Lot o’ Keith cash: In its largest gift to date, the Keith Haring Foundation on Sunday — which would have been Haring’s 50th birthday — announced a $1 million endowment grant to the New Museum. With the massiveinfusion of cash, the new Bowery museum will establish a fund to work with local school children and will appoint a Keith Haring director and curator of education and public programs. The private celebration for Haring, who died in 1990 at age 31, was held in the New Museum’s rooftop sky room. On prominent display was a large “Haring dog” made of red flowers from Yoko Ono with a card, though she wasn’t spotted there herself. Many Haring family members were on hand, including his mother and father, sisters and nieces. Standing out among the crowd, with magenta hair, a white punky dress, tattoos nose ring, pierced tongue and an octopus-pendant necklace was one statuesque niece in particular, Jenna, 22. Like Keith, she’s from the heart of conservative Pennsylvania Dutch country, and is also an artist. Even though she was only 4 or 5 at the time, she vividly recalls Uncle Keith bounding up the front yard with a funky/goofy bop to greet them. “I have had three or four dreams where I was hanging out with him,” she said. Like Haring, she eerily also shares a penchant for collecting newspaper headlines. From 1981 to 1986, Haring lived and worked at Broome St. and Bowery. In addition to the grant to the New Museum, a fluorescent mural that Haring painted at Houston St. at Bowery in the early 1980s on what was then a cement handball court has been restored — just under the giant Grand Theft Auto ad.
The O’Neill gurus cometh: An international outpouring of opposition to New York University School of Law’s plans to demolish the Provincetown Playhouse has university officials scrambling for a way to appease O’Neill fans and preservationists, yet still construct the new building N.Y.U. claims it needs. Word is the university, at this point, is considering what’s being dubbed the “cantilever” option. Under this approach, the MacDougal St. site’s relatively small theater space — a ground floor in one of what were formerly four, separate, adjacent buildings — would be maintained, while the rest of the property would be razed. In addition, N.Y.U. is convening a gathering of theater history experts and O’Neill gurus who will take a walking tour of the space and offer opinions on exactly what should be done, how much of the old theater is worth keeping and so forth.
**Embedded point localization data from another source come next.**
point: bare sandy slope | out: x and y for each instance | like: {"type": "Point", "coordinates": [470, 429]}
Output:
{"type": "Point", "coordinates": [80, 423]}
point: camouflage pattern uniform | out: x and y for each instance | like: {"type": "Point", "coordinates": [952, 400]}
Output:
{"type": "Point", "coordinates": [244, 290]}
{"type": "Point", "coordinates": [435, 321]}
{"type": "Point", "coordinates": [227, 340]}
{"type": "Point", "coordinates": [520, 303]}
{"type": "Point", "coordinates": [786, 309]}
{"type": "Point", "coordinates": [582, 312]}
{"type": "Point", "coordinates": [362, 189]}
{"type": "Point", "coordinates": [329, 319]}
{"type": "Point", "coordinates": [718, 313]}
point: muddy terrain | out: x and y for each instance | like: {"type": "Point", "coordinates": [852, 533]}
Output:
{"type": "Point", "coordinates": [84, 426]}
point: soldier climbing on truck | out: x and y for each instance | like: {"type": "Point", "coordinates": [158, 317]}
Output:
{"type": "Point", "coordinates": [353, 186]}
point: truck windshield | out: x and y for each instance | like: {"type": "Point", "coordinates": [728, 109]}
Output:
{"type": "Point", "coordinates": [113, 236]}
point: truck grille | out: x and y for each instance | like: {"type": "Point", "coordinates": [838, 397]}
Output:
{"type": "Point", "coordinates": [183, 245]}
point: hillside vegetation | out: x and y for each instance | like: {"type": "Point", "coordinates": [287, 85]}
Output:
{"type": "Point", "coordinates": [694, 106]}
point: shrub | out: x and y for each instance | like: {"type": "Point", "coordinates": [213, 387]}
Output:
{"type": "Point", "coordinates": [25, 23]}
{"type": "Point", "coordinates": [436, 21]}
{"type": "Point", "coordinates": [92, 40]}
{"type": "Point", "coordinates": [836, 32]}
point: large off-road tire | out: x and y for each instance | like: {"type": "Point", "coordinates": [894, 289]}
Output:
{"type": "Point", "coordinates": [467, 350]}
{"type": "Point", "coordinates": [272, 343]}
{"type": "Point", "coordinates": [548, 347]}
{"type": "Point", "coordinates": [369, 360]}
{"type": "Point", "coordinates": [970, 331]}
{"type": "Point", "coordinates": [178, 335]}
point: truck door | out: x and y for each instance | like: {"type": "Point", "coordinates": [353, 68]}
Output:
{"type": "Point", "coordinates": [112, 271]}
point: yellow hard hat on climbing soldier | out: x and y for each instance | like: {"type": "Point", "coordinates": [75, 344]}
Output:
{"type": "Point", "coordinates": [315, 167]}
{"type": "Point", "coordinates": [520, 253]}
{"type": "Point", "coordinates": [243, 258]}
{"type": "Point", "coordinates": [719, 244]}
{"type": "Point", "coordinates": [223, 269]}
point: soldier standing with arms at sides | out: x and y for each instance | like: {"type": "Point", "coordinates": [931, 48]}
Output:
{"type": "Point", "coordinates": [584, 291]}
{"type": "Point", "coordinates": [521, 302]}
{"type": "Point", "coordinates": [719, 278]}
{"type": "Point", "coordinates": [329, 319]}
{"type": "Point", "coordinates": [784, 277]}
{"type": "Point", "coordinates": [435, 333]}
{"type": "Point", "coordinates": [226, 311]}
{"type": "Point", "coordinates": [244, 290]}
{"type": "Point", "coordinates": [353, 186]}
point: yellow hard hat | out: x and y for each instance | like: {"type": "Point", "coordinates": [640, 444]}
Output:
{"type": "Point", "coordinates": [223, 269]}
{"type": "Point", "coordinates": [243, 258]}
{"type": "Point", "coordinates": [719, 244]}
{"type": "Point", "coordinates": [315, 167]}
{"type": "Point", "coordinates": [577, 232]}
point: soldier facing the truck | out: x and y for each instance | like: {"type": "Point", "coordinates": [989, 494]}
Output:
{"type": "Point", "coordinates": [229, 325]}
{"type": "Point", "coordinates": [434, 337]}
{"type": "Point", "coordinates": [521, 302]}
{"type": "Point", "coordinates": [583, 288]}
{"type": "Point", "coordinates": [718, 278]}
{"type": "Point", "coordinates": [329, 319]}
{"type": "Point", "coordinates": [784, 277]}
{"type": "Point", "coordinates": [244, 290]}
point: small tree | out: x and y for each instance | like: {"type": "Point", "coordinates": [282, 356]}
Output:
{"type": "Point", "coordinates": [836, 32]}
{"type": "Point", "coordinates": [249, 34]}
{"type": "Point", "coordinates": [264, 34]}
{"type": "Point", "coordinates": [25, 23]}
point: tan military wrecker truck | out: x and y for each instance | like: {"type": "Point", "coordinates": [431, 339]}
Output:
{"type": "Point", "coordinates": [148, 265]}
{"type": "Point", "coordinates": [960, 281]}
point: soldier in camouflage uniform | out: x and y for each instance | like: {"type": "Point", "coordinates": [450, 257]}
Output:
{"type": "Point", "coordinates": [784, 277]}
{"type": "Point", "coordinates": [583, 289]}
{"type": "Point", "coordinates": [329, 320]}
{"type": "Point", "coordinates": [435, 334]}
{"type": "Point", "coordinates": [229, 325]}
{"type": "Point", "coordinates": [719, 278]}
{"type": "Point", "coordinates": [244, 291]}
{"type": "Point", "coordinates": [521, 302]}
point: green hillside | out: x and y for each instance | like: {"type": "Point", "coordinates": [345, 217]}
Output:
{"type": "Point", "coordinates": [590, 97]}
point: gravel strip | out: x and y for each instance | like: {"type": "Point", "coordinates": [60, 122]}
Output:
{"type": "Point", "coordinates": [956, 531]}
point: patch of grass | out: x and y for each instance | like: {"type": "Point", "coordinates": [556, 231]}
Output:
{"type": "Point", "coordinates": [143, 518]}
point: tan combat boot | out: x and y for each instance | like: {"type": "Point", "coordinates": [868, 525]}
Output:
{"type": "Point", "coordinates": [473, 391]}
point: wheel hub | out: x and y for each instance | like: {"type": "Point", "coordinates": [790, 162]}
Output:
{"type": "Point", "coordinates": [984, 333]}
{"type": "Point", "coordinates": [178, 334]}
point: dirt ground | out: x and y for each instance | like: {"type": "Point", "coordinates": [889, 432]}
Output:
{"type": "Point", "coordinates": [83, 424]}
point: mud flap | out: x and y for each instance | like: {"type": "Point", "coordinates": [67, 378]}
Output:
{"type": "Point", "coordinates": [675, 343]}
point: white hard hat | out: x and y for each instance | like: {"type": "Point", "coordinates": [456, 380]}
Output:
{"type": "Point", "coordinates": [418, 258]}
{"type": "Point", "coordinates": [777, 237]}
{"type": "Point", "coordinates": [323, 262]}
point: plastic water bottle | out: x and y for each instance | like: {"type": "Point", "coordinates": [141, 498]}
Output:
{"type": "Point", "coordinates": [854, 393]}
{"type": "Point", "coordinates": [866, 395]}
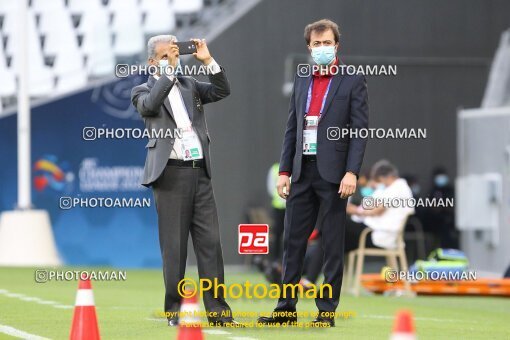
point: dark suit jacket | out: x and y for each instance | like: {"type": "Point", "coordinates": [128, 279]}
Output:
{"type": "Point", "coordinates": [151, 101]}
{"type": "Point", "coordinates": [346, 107]}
Scoopy surgeries: Ed Koch is scheduled to have back surgery on Wed., May 21, and has been told to plan on a two-week recovery. Hizzoner has stenosis, a narrowing of the spine, and had been getting shots to ease the pain, but because the shots were no longer working, opted for the procedure. … Meanwhile, David McWater recently had his gall bladder removed. The Community Board 3 chairperson said he’d been suffering from bouts of excruciating pain two or three times weekly since Christmas 2006. Doctors figured it might have been gallstones, so they removed his gall bladder — which luckily doesn’t serve any vital purpose, according to McWater. Just to be on the safe side, though, and make sure it really was the gall bladder that was bothering him, he won’t be on the field coaching his beloved L.E.S. Gauchos baseball team this summer. Good luck to both in their recoveries.
When will we learn? Warren Allen Smith corrects us — again! — about the spelling of E.E. Cummings. Smith notes that UCONN prof Brenda Murphy in a letter on the Provincetown Playhouse demolition flap in last week’s issue of The Villager, spelled the lowercasing poet’s name incorrectly as e.e. cummings, and we didn’t fix it. While Smith thanked Murphy for championing the cause of saving the theater, he noted that decades ago he successfully campaigned to get the Columbia Encyclopedia to list Cummings’s name with caps.